Meski angka tersebut lebih rendah dibandingkan kasus aktif yang masih dirawat di Jabar yang mencapai 12.470  pasien, DKI Jakarta mencapai 14.572  pasien, dan Jawa Tengah 22.006 pasien.

Adanya kenaikan kasus ini mengakibatkan Bed Occupancy Rate (BOR) rumah sakit (RS) di Jatim mengalami peningkatan dari yang sebelumnya 35-45 persen pada Oktober menjadi 60-70 persen di Desember.
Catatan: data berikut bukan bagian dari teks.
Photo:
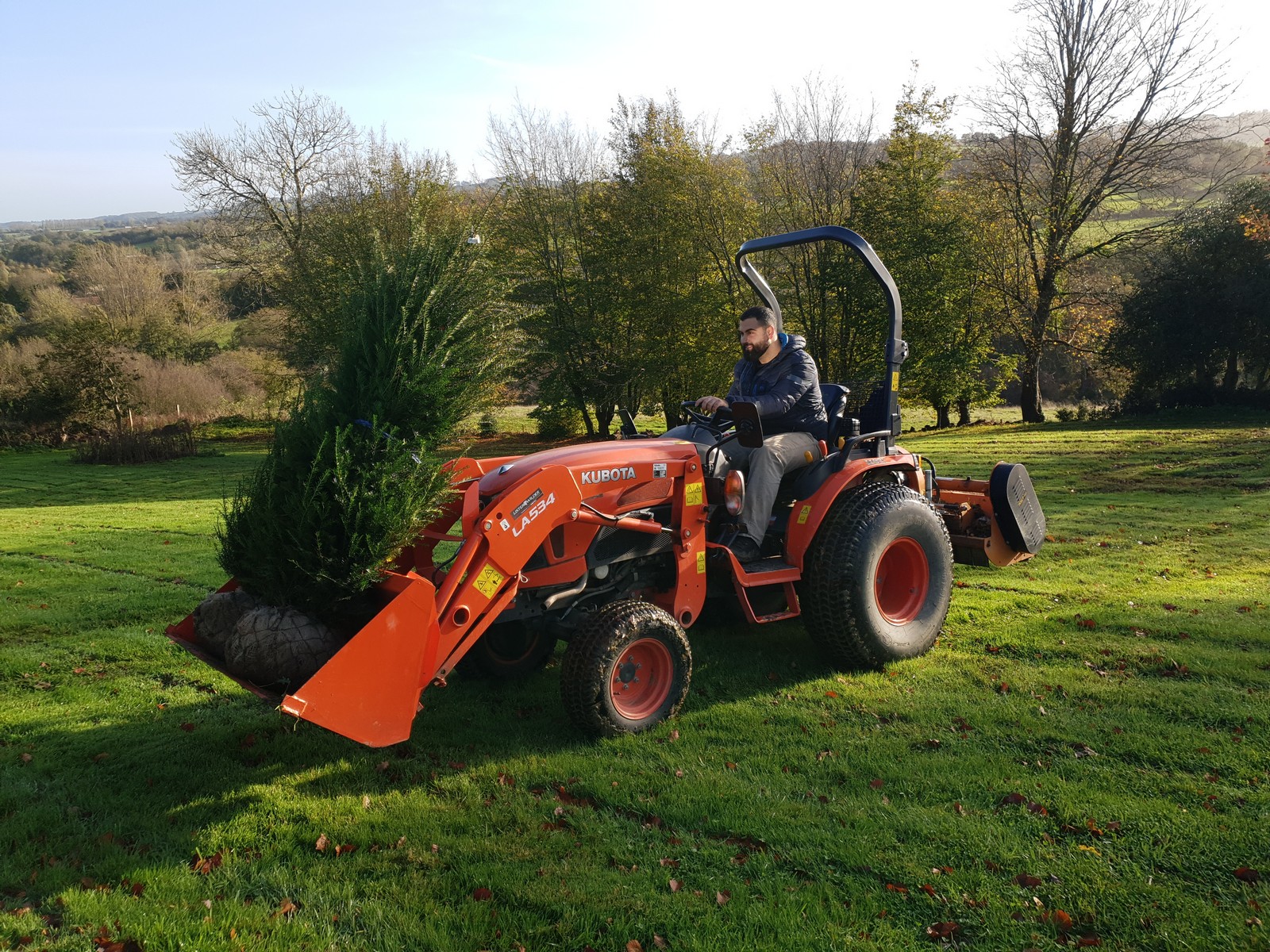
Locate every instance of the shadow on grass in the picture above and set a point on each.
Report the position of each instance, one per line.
(48, 478)
(171, 777)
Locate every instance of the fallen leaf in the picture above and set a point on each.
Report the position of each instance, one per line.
(940, 932)
(202, 865)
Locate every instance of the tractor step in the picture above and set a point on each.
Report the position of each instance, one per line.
(766, 568)
(759, 574)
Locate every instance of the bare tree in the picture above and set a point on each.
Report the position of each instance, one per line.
(1103, 108)
(268, 178)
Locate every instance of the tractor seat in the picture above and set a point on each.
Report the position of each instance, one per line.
(803, 482)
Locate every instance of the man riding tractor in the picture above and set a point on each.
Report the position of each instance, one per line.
(779, 378)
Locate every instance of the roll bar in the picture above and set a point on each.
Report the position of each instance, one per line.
(895, 347)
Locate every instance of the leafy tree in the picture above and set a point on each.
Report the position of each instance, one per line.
(681, 211)
(554, 238)
(924, 230)
(1103, 103)
(1198, 321)
(83, 378)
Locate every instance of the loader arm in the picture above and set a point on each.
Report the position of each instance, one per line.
(370, 689)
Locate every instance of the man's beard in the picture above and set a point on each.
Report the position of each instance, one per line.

Menanggapi situasi tersebut, Gubernur Jatim Khofifah Indar Parawansa meningkatkan kapasitas bed isolasi dengan menambah 18 RS rujukan baru serta RS darurat di Surabaya, Malang, dan Jember. Penambahan RS ini diharapkan akan mampu merelaksasi beban RS di Jatim.

“Kami ingin memastikan masyarakat mendapatkan pelayanan terbaik dalam pandemi Covid-19 ini. Karena itu, kami berkomitmen untuk memastikan kapasitas bed isolasi yang cukup dengan menambah 18 RS rujukan baru di Jatim,” terangnya.

Dengan adanya penambahan RS tersebut, lanjut Khofifah, maka jumlah RS rujukan Covid-19 di Jatim menjadi 145 atau tiga kali lipat lebih banyak dari jumlah RS rujukan pada Maret yang hanya 44.

Meski kapasitas RS mencukupi, Khofifah mengimbau masyarakat untuk tetap memperketat protokol kesehatan agar tidak tertular Covid-19. “Sehingga tidak perlu sampai masuk rumah sakit,” tuntas Khofifah.